Quizá sea por mi condición filosófica, pero no he podido dejar de pensar en
los antiguos sofistas griegos mientras leía el libro del MI John Watson. En
efecto, me refiero a aquellas tesis en torno a la imposibilidad de enseñar, de
comunicar los conocimientos, que un Gorgias, por ejemplo, mantenía. El libro de
este moderno sofista tiene la misma socarrona desfachatez que tenían los
sofistas antiguos, aquellos que santamente indignaban al gran Platón. Claro está
que de lo que aquí se está hablando es de ajedrez y no del Ser o la Naturaleza,
pero formalmente las discusiones no son tan diferentes.
De hecho, acometo la reseña de este libro con sentimientos encontrados. Desde luego, he disfrutado leyéndolo (y releyéndolo) y no puedo dejar de recomendarlo como lectura, pues en él se encuentran cuestiones teóricas que no es fácil ver por entre la literatura ajedrecística al uso. Además, la selección de partidas que nos presenta ofrece un panorama bastante completo de la complejidad del ajedrez moderno y los comentarios ajenos de que se ayuda a la hora de ilustrar sus tesis (Dvoretsky, Suba, etc.) son siempre muy significativos. Por último, cabe resaltar la paradójica voluntad antipedagógica del tratado, como insistiendo en que a fuerza de no querer enseñar nada tal vez sea posible aprender algo. O, mejor dicho, que su eventual enseñanza sea enseñanza negativa, es decir, que critica y destruye lo que se cree saber.

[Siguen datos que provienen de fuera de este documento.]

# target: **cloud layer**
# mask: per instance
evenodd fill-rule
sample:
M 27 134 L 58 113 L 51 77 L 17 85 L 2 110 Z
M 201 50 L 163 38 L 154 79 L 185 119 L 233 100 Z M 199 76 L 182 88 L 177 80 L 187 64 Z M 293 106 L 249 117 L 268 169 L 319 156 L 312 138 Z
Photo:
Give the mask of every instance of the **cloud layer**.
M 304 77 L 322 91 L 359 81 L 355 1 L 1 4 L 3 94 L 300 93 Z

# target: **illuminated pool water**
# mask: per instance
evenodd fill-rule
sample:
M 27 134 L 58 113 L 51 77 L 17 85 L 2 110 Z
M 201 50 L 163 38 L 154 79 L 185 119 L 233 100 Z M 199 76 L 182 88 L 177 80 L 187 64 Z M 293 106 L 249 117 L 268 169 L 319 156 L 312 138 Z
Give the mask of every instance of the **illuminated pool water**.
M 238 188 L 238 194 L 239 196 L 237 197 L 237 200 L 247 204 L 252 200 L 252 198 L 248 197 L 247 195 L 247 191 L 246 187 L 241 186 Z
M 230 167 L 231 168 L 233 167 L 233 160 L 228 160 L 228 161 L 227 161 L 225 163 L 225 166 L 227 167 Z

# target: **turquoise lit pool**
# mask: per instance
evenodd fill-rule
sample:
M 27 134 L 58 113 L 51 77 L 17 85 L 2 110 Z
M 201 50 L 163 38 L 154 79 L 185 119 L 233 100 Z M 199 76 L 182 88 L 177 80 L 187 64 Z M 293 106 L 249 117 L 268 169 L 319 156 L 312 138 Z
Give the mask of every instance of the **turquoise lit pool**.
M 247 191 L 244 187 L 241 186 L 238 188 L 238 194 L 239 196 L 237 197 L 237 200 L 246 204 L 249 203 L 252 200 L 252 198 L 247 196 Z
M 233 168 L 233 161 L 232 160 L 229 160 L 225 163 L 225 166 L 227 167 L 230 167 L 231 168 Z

La tarea que se ha propuesto no puede dejar de parecernos simpática, pero el caso es que para que nos caiga del todo bien ha de ser corregida y perfilada en algunos puntos. He observado, efectivamente, algunas imprecisiones conceptuales, algunas contradicciones, algunas tergiversaciones (hacer decir a las cosas lo contrario de lo que dicen) y algunas, pura y llanamente, simples equivocaciones. No estoy seguro, sin embargo, de que la corrección de las mismas eliminara ese sentimiento ambivalente que el libro me inspira, pues es posible que todavía quedara en pie lo más importante del mismo.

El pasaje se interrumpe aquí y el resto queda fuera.